AFTERWORD

‘The Actress’ was first published in the Novel Magazine in May 1923 as ‘A Trap for the Unwary’, the title under which it was re-published in the booklet issued in 1990 to mark the centenary of Christie’s birth.

This story illustrates Christie’s great skill at taking a particular plot device and presenting it again, perhaps in the same form but from a different perspective or with subtle but significant variations to conceal it from the reader. The simple piece of legerdemain in ‘The Actress’ appears in several other stories, most obviously in the intriguing Miss Marple story ‘The Affair at the Bungalow’, collected in The Thirteen Problems (1932), and in the Poirot novel Evil Under the Sun (1941).

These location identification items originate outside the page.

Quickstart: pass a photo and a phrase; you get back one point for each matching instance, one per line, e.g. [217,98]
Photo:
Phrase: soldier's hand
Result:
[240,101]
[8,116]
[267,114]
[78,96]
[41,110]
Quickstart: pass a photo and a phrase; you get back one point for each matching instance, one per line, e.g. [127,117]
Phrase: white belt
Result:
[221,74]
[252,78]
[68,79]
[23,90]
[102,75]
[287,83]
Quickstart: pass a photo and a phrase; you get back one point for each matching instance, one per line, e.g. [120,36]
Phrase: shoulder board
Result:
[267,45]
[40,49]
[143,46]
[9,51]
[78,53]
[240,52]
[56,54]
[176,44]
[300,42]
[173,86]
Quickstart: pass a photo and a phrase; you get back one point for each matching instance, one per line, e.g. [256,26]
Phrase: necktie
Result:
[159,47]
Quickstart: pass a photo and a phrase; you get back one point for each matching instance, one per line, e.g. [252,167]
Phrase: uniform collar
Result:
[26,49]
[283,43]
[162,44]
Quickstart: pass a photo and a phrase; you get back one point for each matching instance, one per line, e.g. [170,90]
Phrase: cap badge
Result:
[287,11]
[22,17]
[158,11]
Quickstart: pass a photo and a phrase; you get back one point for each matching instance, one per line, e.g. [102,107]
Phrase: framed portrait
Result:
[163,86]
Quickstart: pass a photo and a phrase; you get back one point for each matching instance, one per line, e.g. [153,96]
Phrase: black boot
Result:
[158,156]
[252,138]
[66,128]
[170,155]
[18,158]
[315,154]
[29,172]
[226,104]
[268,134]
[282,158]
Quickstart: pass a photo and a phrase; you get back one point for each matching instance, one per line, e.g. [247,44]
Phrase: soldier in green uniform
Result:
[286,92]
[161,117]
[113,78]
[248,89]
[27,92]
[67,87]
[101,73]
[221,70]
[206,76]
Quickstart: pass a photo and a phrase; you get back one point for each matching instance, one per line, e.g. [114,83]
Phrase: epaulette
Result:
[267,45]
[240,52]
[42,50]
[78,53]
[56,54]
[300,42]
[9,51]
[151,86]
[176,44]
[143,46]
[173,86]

This story reminds us that Christie is also one of Britain’s most successful playwrights, even though her first play—which she described as ‘an enormously gloomy play which, if my memory serves me correct, was about incest’—was never performed. Her own favourite was Witness for the Prosecution (1953) but the most famous is undoubtedly The Mousetrap (1952), which is still running in London after nearly 50 years. While the plot of The Mousetrap centres on a murderer’s ability to deceive his potential victims, it depends as a piece of theatre on Christie’s awareness of how people in an audience respond to what they see and hear and her supreme ability to manipulate what they then understand to be happening. After The Mousetrap opened in London, the reviewer in The Times commented that ‘the piece admirably fulfils the special requirements of the theatre’ and, as anyone who has been associated with the play or has studied it carefully knows well, there is a secret to its success, or rather to the success of why so few are able to foresee its astounding denouement.